One can rest assured that anytime people of color, especially black people, point the finger at a racist, the bigots will hide behind the Reverend Doctor Martin Luther King Jr. cleric’s robe, then peek out. Without fail, they then use the quote about the content of one’s character, not the color of one’s skin. Living black in America, I have experienced its fears and privileges for over sixty years. When Dr. King recited the most famous iteration of his, I Have a Dream Speech on the steps of the Lincoln Memorial, I was a child. Republicans like Mitch McConnell would like us to believe that the election of Barack Obama changed the American reality. “We’ve tried to deal with our original sin of slavery by fighting a civil war, by passing landmark civil rights legislation. We’ve elected an African American president,”he said. “I think we’re always a work in progress in this country, but no one currently alive was responsible for that, and I don’t think we should be trying to figure out how to compensate for it,” he finished. Mr. McConnell missed that his recitation of history did not change the narrative but exposed it.
I Have a Dream… or…
I have tried hard to discern the fears of white America that would incentivized them to attempt an overthrow of democracy and drive hundreds of miles to kill. A parent assisted Kyle Rittenhouse in at least one case. Could it be that an emboldened corner of White America does not mind black people having a dream as long as it does not become a reality? Or does the truth lay in a quote from Dr. King Jr. in Montgomery, Alabama, in 1965--
“[H]e gave him Jim Crow. And when his wrinkled stomach cried out for the food that his empty pockets could not provide, he ate Jim Crow, a psychological bird that told him that no matter how bad off he was, at least he was a white man, better than the black man. And he ate Jim Crow. And when his undernourished children cried out for the necessities that his low wages could not provide, he showed them the Jim Crow signs on the buses and in the stores, on the streets and in the public buildings. And his children, too, learned to feed upon Jim Crow, their last outpost of psychological oblivion.”
Is the fear of life in the minority so frightening that the death of others or their own a reasonable alternative? No group has come to these shores—either by force or choice, with the intention of domination, except for white men. The new Americans created a doctrine justifying genocide and enslavement; Manifest Destiny.

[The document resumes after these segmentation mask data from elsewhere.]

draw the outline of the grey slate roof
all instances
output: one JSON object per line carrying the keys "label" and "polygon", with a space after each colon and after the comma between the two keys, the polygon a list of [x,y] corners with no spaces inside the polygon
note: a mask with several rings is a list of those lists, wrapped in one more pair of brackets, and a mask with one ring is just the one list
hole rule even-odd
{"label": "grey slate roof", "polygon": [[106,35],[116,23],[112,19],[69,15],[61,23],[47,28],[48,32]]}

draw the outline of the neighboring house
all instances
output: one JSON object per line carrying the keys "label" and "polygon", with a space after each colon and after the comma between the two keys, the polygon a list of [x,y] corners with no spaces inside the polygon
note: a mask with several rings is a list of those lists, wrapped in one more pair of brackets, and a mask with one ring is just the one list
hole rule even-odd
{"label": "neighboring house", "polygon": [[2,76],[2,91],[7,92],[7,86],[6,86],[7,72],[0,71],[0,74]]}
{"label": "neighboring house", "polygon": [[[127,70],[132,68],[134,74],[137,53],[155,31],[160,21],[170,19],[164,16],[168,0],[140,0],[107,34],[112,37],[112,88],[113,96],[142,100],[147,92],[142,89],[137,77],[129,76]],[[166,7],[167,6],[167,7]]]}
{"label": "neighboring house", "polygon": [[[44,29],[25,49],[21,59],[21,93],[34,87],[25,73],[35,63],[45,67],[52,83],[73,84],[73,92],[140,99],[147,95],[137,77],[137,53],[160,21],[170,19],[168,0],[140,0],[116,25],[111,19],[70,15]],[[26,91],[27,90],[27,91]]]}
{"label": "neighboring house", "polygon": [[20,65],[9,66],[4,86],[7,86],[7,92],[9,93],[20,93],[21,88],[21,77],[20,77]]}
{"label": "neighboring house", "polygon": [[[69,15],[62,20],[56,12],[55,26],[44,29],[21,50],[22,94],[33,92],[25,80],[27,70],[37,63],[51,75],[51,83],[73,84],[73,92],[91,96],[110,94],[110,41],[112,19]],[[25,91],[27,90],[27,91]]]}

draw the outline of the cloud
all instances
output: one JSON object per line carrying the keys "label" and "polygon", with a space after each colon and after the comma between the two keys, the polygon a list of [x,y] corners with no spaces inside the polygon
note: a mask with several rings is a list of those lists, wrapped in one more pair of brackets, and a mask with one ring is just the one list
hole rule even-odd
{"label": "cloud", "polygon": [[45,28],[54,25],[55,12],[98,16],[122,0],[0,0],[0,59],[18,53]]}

This dogma was dedicated to the idea that God bestowed the white man with the right to expand and own the nation. When white men could not control the inhabitants, they killed them; when they needed labor, they stole it. It is not fear of retaliation, jobs, or status but the loss of dominating power that drives White Supremacy. Lynching, race riots, and terrorism always accompany the forward movement of blacks in America. It is not surprising there is a push to hide America’s racial history so we can be doomed to repeat it in ignorance.